The community of Colma was formed in the 19th century as a collection of homes and small businesses along El Camino Real and the adjacent San Francisco and San Jose Railroad line. Several churches, including Holy Angels Catholic Church, were founded in these early years. The community founded its own fire district, which serves the unincorporated area of Colma north of the town limits, as well as the area that became a town in 1924.
Hienrich (Henry) von Kempf moved his wholesale nursery here in the early part of the 20th century, from the land where the Palace of Fine Arts currently sits (in what was known as "Cow Hollow") in San Francisco. The business was growing, and thus required more space for Hienrich's plants and trees. Hienrich then began petitioning to turn the Colma community into an agricultural township. He succeeded and became the town of Colma's first treasurer.
In the early 20th century, Colma was the site of many major boxing events. Middleweight world champion Stanley Ketchel held six bouts at the Mission Street Arena in Colma, including two world middleweight title bouts against Billy Papke and a world heavyweight title bout against Jack Johnson.
San Francisco cemetery relocations
Colma became the site for numerous cemeteries after San Francisco outlawed new interments within city limits in 1900, then evicted all existing cemeteries in 1912. Approximately 150,000 bodies were moved between 1920 and 1941 at a cost of $10 per grave and marker. Those for whom no one paid the fee were reburied in mass graves, and the markers were recycled in various San Francisco public works. The completion of the relocation was delayed until after World War II; these events are the subject of A Second Final Rest: The History of San Francisco's Lost Cemeteries (2005), a documentary by Trina Lopez. The main rail line between San Francisco and San Jose running through Colma had been bypassed in 1907 for a route closer to the San Francisco Bay shoreline, and the former main line was repurposed as a branch line to move coffins to Colma. Decades later, the right-of-way for the rail line through Colma was purchased by BART for use in the San Francisco International Airport extension project.

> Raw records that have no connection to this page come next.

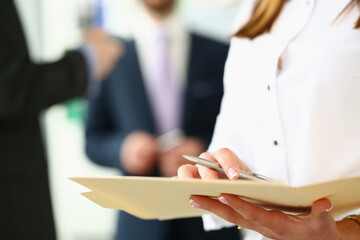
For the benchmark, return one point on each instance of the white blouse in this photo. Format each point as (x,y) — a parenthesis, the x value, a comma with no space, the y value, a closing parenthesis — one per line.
(300,124)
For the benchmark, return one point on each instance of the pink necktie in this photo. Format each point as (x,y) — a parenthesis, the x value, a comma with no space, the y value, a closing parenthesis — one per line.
(163,92)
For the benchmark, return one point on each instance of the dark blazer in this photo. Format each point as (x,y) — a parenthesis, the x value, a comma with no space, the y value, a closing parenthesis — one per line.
(122,107)
(25,90)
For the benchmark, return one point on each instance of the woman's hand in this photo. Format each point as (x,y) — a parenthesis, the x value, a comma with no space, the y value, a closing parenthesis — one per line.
(224,156)
(273,224)
(318,224)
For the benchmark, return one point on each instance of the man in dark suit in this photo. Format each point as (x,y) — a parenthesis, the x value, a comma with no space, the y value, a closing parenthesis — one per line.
(26,89)
(136,106)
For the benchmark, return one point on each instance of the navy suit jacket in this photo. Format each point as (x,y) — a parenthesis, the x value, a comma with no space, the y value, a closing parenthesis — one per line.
(122,107)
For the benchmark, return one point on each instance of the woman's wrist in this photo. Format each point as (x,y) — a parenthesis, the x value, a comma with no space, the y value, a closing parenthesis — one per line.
(349,228)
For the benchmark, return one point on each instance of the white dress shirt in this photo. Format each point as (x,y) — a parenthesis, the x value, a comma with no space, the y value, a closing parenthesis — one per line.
(146,29)
(300,123)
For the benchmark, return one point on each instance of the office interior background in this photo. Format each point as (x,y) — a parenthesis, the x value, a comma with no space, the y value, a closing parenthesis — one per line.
(55,25)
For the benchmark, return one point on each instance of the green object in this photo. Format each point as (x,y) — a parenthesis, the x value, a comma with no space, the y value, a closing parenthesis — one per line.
(76,110)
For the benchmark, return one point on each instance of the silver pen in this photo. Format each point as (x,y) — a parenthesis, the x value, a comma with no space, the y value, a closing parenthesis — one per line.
(216,166)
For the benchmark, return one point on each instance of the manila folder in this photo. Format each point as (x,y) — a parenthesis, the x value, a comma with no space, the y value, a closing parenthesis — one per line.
(168,198)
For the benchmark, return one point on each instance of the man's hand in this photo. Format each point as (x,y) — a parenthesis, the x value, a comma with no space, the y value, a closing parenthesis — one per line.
(106,50)
(139,153)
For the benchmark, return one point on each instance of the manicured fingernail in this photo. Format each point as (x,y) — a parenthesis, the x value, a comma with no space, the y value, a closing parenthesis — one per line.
(223,200)
(329,209)
(194,204)
(232,173)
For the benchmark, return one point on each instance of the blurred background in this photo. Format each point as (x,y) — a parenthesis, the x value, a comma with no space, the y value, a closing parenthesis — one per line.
(56,26)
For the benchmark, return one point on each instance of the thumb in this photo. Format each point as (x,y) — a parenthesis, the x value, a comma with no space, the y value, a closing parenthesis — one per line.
(321,208)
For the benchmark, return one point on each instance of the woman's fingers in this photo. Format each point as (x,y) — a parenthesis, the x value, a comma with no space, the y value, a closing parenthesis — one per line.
(229,162)
(205,172)
(224,211)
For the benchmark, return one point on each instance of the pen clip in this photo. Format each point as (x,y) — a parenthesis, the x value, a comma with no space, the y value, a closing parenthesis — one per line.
(216,166)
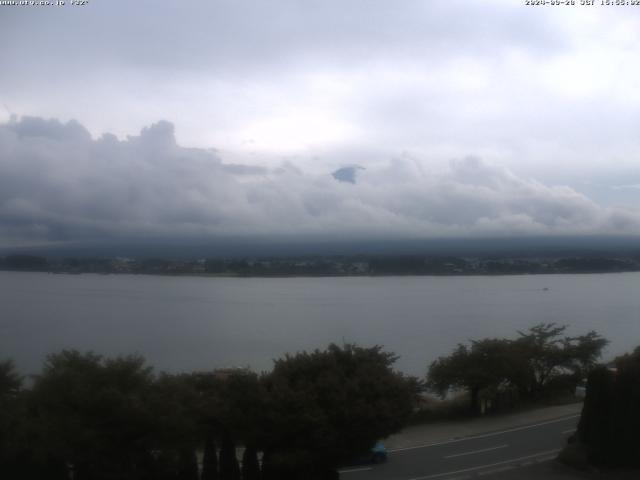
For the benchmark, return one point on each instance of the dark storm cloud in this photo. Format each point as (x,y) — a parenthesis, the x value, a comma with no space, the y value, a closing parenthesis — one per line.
(57,184)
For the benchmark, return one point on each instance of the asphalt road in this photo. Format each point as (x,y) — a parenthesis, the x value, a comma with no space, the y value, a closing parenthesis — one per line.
(472,457)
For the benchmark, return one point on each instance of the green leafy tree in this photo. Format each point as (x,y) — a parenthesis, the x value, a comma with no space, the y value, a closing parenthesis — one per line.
(92,413)
(531,363)
(544,354)
(326,407)
(250,464)
(210,459)
(610,420)
(485,364)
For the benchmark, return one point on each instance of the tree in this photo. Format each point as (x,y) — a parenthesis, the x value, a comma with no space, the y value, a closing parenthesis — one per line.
(543,354)
(485,364)
(326,407)
(229,468)
(210,459)
(610,420)
(530,364)
(92,413)
(250,464)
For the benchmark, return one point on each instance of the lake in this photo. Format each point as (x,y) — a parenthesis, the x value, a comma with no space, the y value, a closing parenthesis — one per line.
(200,323)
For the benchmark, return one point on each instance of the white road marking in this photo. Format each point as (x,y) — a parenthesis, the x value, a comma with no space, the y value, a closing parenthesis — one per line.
(492,434)
(493,471)
(480,467)
(476,451)
(353,470)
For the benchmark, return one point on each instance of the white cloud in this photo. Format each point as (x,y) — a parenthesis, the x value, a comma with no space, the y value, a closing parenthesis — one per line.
(57,184)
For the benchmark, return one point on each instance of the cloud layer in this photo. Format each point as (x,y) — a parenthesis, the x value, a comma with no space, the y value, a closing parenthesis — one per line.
(58,184)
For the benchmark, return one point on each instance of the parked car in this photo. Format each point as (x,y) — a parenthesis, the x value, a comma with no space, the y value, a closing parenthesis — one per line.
(377,454)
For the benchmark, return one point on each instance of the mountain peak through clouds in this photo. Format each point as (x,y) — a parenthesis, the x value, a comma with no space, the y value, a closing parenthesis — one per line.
(58,185)
(347,174)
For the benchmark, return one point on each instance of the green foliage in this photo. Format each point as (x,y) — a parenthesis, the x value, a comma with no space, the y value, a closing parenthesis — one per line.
(539,361)
(326,407)
(610,418)
(229,468)
(250,464)
(92,412)
(210,459)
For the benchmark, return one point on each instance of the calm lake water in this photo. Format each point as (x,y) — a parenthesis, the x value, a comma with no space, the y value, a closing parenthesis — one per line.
(194,323)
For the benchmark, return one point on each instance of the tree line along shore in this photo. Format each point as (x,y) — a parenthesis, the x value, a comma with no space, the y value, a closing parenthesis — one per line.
(89,417)
(356,265)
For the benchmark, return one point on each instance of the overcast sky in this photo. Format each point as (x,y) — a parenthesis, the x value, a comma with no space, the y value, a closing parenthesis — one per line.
(228,118)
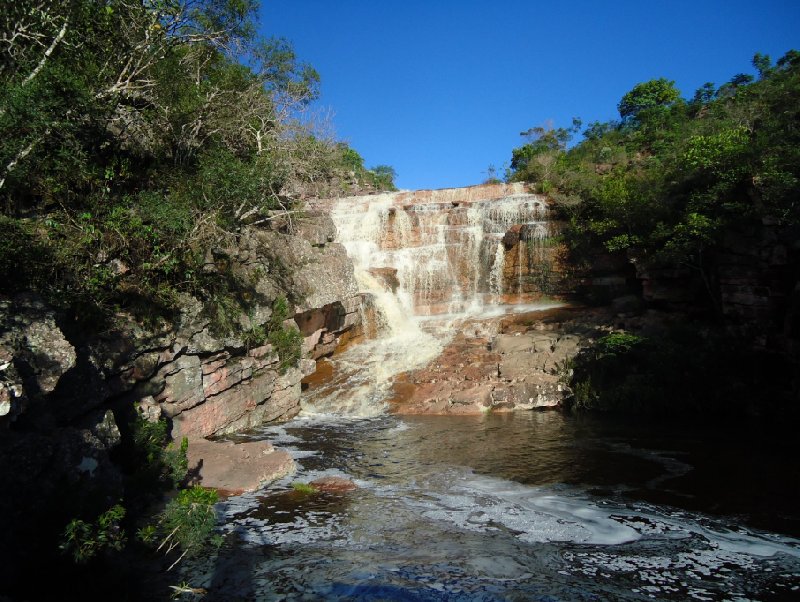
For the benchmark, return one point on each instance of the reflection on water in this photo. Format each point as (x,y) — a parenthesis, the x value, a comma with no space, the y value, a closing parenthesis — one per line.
(527,506)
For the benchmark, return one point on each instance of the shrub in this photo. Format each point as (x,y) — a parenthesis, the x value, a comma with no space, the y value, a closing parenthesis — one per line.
(187,522)
(85,540)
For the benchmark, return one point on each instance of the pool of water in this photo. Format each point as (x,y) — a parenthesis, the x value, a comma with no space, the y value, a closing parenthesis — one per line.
(525,506)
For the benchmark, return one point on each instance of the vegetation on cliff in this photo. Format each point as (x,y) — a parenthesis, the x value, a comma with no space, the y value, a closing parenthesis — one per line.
(687,186)
(141,142)
(139,135)
(672,175)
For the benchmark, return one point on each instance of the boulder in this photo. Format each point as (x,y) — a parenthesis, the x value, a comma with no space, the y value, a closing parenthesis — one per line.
(235,468)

The Town of Lawndale was incorporated in 1924, primarily at the behest of the cemetery owners with the cooperation of the handful of residents who lived closest to the cemeteries. The residential and business areas immediately to the north continued to be known as Colma. Because another California city named Lawndale already existed, in Los Angeles County, the post office retained the Colma designation, and the town changed its name back to Colma in 1941.
Originally, Colma's residents were primarily employed in occupations related to the many cemeteries in the town. Since the 1980s, however, Colma has become more diversified, and a variety of retail businesses and automobile dealerships has brought more sales tax revenue to the town government.